#5 – SEXTINE D’ANGERS

 

 

#5 – SEXTINE D’ANGERS

Quand j’étais étudiante en Anglais à Angers
Comme d’autres à la recherche d’un appartement
L’agence immobilière me donna la clé
D’or d’un logis médiéval où n’irait pas un chat
« Façade à colombages ! près de la cathédrale !
Logis de caractère ! » près d’être abandonné

Je dormais dans un lit froid et abandonné
Quand j’entendis un rat, le plus gros rat d’Angers
Grignoter des trous gros comme des cathédrales,
Dans mes boites de victuailles faire ses appartements.
Sans chauffage, sans lumière, sans espoir et sans chat
De ce taudis humide je maudissais la clé.
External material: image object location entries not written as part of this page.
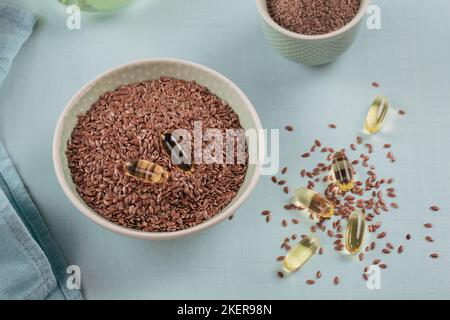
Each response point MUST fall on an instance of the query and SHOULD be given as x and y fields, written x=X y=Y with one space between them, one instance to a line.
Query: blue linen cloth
x=31 y=265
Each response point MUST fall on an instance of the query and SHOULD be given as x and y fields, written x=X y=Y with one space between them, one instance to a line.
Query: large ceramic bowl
x=306 y=49
x=148 y=70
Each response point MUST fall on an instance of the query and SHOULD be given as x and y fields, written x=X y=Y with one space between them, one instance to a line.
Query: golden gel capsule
x=377 y=114
x=343 y=171
x=176 y=152
x=314 y=202
x=146 y=171
x=354 y=235
x=301 y=253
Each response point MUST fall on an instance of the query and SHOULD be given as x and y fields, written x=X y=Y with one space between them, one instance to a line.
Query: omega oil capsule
x=377 y=114
x=343 y=171
x=314 y=202
x=146 y=171
x=354 y=234
x=302 y=252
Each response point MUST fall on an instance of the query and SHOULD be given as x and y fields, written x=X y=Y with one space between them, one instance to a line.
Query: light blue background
x=409 y=57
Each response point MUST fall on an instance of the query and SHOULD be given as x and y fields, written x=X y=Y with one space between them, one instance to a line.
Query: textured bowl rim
x=96 y=218
x=260 y=4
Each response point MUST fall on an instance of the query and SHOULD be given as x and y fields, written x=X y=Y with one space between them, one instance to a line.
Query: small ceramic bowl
x=148 y=70
x=306 y=49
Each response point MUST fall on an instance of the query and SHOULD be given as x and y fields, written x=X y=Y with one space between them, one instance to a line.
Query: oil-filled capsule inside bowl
x=146 y=171
x=355 y=232
x=314 y=202
x=301 y=253
x=377 y=114
x=343 y=171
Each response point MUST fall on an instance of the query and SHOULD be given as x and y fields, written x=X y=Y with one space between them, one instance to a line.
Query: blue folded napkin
x=31 y=265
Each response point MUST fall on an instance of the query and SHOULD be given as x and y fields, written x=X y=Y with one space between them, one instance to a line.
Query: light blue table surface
x=409 y=57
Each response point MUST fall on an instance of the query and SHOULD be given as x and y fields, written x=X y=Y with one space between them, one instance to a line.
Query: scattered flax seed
x=305 y=155
x=336 y=280
x=381 y=235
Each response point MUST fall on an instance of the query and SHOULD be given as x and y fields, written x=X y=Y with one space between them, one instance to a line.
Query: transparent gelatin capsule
x=355 y=232
x=314 y=202
x=146 y=171
x=377 y=114
x=176 y=153
x=301 y=253
x=343 y=171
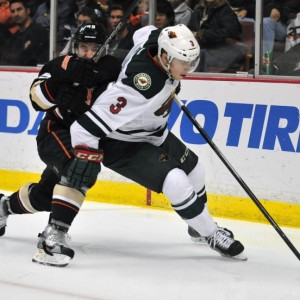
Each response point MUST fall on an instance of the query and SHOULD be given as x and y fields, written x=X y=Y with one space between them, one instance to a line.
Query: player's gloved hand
x=72 y=69
x=85 y=167
x=178 y=89
x=72 y=98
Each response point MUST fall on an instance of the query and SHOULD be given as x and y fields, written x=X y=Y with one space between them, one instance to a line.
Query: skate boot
x=226 y=245
x=198 y=238
x=53 y=249
x=3 y=213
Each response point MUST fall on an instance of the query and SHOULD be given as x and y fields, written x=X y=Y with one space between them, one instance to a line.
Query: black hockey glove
x=85 y=167
x=73 y=69
x=72 y=98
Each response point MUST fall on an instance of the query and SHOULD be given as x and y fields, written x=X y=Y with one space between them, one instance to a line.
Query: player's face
x=87 y=50
x=115 y=17
x=19 y=13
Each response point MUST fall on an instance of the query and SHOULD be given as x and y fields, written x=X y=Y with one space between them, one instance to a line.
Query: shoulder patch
x=142 y=81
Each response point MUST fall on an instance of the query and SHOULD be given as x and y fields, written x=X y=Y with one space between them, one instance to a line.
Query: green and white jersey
x=135 y=108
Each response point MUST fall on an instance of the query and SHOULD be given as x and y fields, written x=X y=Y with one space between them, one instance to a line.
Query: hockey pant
x=171 y=168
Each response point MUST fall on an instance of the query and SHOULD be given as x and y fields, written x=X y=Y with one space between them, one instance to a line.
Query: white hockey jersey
x=135 y=108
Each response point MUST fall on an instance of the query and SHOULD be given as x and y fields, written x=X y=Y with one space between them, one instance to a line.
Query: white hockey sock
x=187 y=204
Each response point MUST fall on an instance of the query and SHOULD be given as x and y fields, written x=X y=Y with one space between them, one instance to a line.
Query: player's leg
x=30 y=198
x=164 y=169
x=54 y=146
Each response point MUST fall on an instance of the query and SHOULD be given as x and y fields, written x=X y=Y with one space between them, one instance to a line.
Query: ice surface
x=132 y=253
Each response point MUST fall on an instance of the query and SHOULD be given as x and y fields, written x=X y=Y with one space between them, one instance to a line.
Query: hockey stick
x=237 y=176
x=122 y=22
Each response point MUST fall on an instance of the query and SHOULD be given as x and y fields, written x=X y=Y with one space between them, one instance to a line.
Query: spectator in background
x=244 y=9
x=276 y=17
x=33 y=5
x=77 y=6
x=139 y=12
x=7 y=26
x=29 y=45
x=165 y=15
x=84 y=16
x=123 y=41
x=182 y=11
x=42 y=17
x=217 y=29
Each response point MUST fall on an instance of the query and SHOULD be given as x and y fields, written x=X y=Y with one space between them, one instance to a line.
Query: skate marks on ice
x=124 y=252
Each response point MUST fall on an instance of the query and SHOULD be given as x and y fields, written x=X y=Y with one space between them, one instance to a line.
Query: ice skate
x=53 y=249
x=3 y=213
x=198 y=238
x=227 y=246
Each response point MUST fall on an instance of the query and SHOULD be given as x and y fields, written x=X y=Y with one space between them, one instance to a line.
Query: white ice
x=132 y=253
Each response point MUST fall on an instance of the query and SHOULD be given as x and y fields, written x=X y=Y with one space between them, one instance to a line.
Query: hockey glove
x=85 y=167
x=178 y=88
x=73 y=70
x=72 y=98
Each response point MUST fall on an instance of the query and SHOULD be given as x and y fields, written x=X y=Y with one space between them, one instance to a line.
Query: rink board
x=255 y=124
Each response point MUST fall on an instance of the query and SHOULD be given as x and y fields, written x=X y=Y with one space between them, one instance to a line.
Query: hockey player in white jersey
x=128 y=124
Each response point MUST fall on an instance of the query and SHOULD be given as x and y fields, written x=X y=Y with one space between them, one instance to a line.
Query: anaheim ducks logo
x=142 y=81
x=165 y=109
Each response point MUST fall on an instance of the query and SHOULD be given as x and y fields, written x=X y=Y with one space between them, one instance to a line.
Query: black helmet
x=89 y=33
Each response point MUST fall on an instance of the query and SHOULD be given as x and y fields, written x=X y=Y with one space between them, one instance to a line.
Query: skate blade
x=56 y=260
x=239 y=257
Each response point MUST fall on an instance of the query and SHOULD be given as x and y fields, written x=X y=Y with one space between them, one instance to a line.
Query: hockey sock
x=19 y=202
x=190 y=206
x=66 y=203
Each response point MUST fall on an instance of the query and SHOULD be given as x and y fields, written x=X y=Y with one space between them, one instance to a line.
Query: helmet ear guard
x=179 y=42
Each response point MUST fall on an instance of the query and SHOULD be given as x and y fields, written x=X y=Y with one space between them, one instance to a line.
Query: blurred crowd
x=220 y=26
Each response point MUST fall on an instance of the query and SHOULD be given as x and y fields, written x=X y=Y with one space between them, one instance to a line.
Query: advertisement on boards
x=255 y=125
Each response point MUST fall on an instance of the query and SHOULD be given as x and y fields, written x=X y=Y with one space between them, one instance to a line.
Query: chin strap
x=166 y=68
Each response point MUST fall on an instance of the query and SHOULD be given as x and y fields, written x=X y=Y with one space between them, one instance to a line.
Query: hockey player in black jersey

Grâce à un grand miracle je mis bientôt la clé
Sous la porte pour partir, courir, l’abandonner.
Un héritage subit me tourna en pacha:
Ma mère avait acquis au beau milieu d’Angers
Tout confort et chauffé un bel appartement
Qui me fut pour deux ans palais et cathédrale.

J’étudiais en fumant dans cette cathédrale
De thèmes et de versions toujours cherchant la clé
Entre université et mon appartement,
Pouvais-je aussi trouver un chat abandonné
Qui me tienne compagnie tous les soirs à Angers ?
Une amie d’une amie trouva pour moi un chat.

Tout d’abord je dansais, entrechats, chachacha
Et boites de pâtée montais en cathédrales
Pour cette chatte née dans une ferme d’Angers.
J’achetais une litière puis l’enfermais à clé
Mais cette sauvageonne se crut abandonnée
Et tout le jour pleurait dans mon appartement.

En gros elle n’avait rien d’une bête d’appartement
Elle grimpait aux rideaux et miaulait comme un chat
Échaudé ; épuisée je dus abandonner ;
L’idée me vint d’aller jusqu’à la cathédrale
Et à ce monstre à griffes aigues donner la clé
Des champs, dans un coupe-gorge sombre du vieil Angers.

Entre un appartement et la belle cathédrale
Si vous voyez un chat comme un mystère sans clé
Il fut abandonné un beau soir à Angers.

©Véronique Hyde, 2017

Il y a une grosse différence entre visiter un pays et y vivre : tous les détails de la vie quotidienne et les situations qui s’étalent dans le temps.
Bien que française pure souche, je n’ai pas vécu assez longtemps en France pour m’y être vraiment installée. Je n’y ai gagné ma vie que pendant neuf mois, puis je suis retournée aux Etats-Unis. Je n’ai jamais connu l’achat de meubles, de choses de maison, toutes les démarches qu’on fait quand on est adulte. Et quand j’étais étudiante, je rêvais parfois de ce que je ferais quand j’aurais un peu d’argent, quand je travaillerais, quoi.
Parfois je me demande ce à quoi ressemblerait ma vie, mon intérieur, si j’avais vécu en France.

Ceci dit, un sujet s’est imposé : ma vie à Angers quand j’étais étudiante, indépendante, mais pas complètement. Et m’est revenu en mémoire un épisode que j’ai raconté plusieurs fois à diverses personnes, mais en prose. J’ai essayé cette fois d’en faire une Sextine*, en utilisant les mots clé de mon histoire : Angers, appartement, clé, chat, cathédrale, abandonner.

(* La sextine est une forme poétique, composée de six sizains, dont les mots en fin de vers restent les mêmes, mais répartis selon un ordre différent : mathématiquement parlant, il s’agit d’une permutation d’ordre 6.)